曲線の凹凸(おうとつ)と、第2次導関数の関係について見ていきます。
・曲線の凹凸
2次関数 \(y=f(x)=x^2\)
のグラフは上左図のように下に膨らんでいる形をしています。この関数を微分すると、
\(f'(x)=2x\)
より、「\(x\)の値が増加するにつれて、\(f'(x)\)の値が増加」しています。つまり接線の傾きが\(x\)の値が増加するにつれて増加していることになりますが、これはグラフからも確認できます。
このように微分可能な関数\(f(x)\)について、ある区間で「\(x\)の値が増加するにつれて接線の傾きが増加する」とき、曲線 \(y=f(x)\) はその区間で下に凸(とつ)であるといいます。

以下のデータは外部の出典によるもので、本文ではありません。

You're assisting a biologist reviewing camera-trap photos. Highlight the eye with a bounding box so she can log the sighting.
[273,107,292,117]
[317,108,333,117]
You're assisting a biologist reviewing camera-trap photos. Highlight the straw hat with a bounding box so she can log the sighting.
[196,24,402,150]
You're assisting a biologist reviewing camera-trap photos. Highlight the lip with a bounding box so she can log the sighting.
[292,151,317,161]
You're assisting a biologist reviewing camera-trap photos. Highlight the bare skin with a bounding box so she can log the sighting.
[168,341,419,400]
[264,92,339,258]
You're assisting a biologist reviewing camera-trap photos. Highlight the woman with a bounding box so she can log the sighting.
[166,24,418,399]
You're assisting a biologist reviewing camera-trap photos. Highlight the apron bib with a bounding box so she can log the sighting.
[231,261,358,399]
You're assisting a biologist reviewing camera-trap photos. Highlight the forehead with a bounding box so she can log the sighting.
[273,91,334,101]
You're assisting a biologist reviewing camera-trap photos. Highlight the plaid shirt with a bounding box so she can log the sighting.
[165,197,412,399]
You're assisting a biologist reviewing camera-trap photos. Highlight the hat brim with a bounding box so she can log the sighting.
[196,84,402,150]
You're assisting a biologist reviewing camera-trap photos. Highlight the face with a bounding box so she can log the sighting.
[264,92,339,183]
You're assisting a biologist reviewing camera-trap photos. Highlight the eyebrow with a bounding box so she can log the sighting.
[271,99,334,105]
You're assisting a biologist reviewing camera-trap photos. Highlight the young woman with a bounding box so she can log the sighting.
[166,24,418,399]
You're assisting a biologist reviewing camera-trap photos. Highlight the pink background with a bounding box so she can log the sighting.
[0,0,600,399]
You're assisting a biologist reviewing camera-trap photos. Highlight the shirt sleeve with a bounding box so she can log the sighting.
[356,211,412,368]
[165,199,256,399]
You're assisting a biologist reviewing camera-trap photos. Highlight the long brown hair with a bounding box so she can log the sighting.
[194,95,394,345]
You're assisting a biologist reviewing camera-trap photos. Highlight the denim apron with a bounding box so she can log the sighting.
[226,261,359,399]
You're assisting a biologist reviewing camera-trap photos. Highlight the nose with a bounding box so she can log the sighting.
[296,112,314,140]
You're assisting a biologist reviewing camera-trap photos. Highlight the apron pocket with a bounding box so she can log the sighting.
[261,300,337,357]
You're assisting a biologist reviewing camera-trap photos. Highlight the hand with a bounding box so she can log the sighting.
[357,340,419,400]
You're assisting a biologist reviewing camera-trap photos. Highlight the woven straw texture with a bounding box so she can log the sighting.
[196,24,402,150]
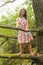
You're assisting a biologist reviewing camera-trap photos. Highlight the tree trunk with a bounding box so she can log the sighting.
[32,0,43,65]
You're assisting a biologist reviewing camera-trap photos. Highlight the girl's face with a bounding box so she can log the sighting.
[20,10,25,17]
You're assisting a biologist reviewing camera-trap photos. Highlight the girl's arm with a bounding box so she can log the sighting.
[16,19,19,28]
[26,20,28,30]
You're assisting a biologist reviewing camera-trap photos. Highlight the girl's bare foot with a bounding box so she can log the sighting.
[18,52,22,55]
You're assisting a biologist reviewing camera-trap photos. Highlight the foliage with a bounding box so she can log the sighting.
[0,0,36,65]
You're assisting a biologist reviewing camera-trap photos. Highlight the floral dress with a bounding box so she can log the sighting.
[16,17,33,43]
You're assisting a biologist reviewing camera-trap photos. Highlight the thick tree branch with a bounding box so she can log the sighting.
[0,0,15,7]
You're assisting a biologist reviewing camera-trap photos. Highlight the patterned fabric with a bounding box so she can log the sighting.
[16,17,33,43]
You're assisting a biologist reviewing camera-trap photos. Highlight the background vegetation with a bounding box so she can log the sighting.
[0,0,36,65]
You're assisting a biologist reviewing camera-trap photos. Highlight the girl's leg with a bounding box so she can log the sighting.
[18,43,22,55]
[28,42,33,55]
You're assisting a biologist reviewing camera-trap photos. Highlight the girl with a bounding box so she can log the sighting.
[16,9,33,55]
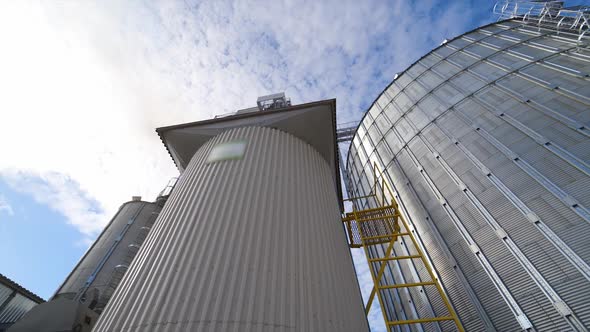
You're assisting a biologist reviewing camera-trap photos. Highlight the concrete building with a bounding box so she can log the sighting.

同様に、ある区間で「\(x\)の値が増加するにつれて接線の傾きが減少する」ときは、曲線 \(y=f(x)\) はその区間で上に凸(とつ)であるといいます。
接線の傾き\(f'(x)\)の増減は、\(f'(x)\)が微分可能であるならば \(f”(x)\) の値の符号で決まるので、曲線の凹凸について次のことが成り立ちます。
関数 \(f(x)\) は2回微分可能であるとする。曲線 \(y=f(x)\) は、ある区間で
・\(f”(x)>0\) のとき、その区間で 下に凸
・\(f”(x)<0\) のとき、その区間で 上に凸
なお、\(f”(x)≧0\) (\(f”(x)≦0\)) の場合については、\(f”(x)=0\) となる\(x\)が点在しているに過ぎないときは、\(f'(x)\) は単調増加(単調減少)となるので、下に凸(上に凸)の曲線となります。
・変曲点
曲線 \(y=x^3-3x+1\)
の凹凸を調べてみると
\(y’=3x^2-3\)
\(y”=6x\)
より、\(x<0\) のとき上に凸、\(x>0\) のとき下に凸 となっています。よってこの曲線は、点\((0,1)\) を境目にして凹凸が変化しています。
このように、曲線 \(y=f(x)\) 上の 点\((a,f(a))\) を境目として、曲線の凹凸が変化するとき、この点を 曲線 \(y=f(x)\) の変曲点とよびます。
\(f(x)\)が2回微分可能であるとき、曲線の凹凸は第2次導関数の符号で決まるので、点\((a,f(a))\)について、\(x=a\) 前後で\(f”(x)\)の符号が変化するとき、この点は変曲点になります。
\(f”(x)\)が連続のとき、\(x=a\) が\(f”(x)\)の符号の変化の境目になっているので、\(f”(a)=0\) となります。
\(y=f(x)\)が2回微分可能で、\(f”(x)\)は連続であるとする。
点\((a,f(a))\) が変曲点ならば、\(f”(a)=0\)
(ただし逆は成り立たない)
よって変曲点を求める際には、第2次導関数の値が\(0\)になるものを探すことになりますが、それはあくまでも候補であることに注意してください。
\(f”(a)=0\) であっても、その前後で符号が変化しなければ変曲点にはなりません。
(例) \(f(x)=x^4\)
\(f”(x)=12x^2\) より、\(x=0\) のとき \(f”(x)=0\)。
しかし、\(x≠0\) で \(f”(x)>0\) となるので、点\((0,0)\) は変曲点ではない。
(\(y=x^4\) は実数全体の\(x\)で、下に凸)
凹凸や変曲点に関する演習は、グラフの概形のところでまとめて扱いたいと思います。
以上になります。お疲れさまでした。
ここまで見て頂きありがとうございました。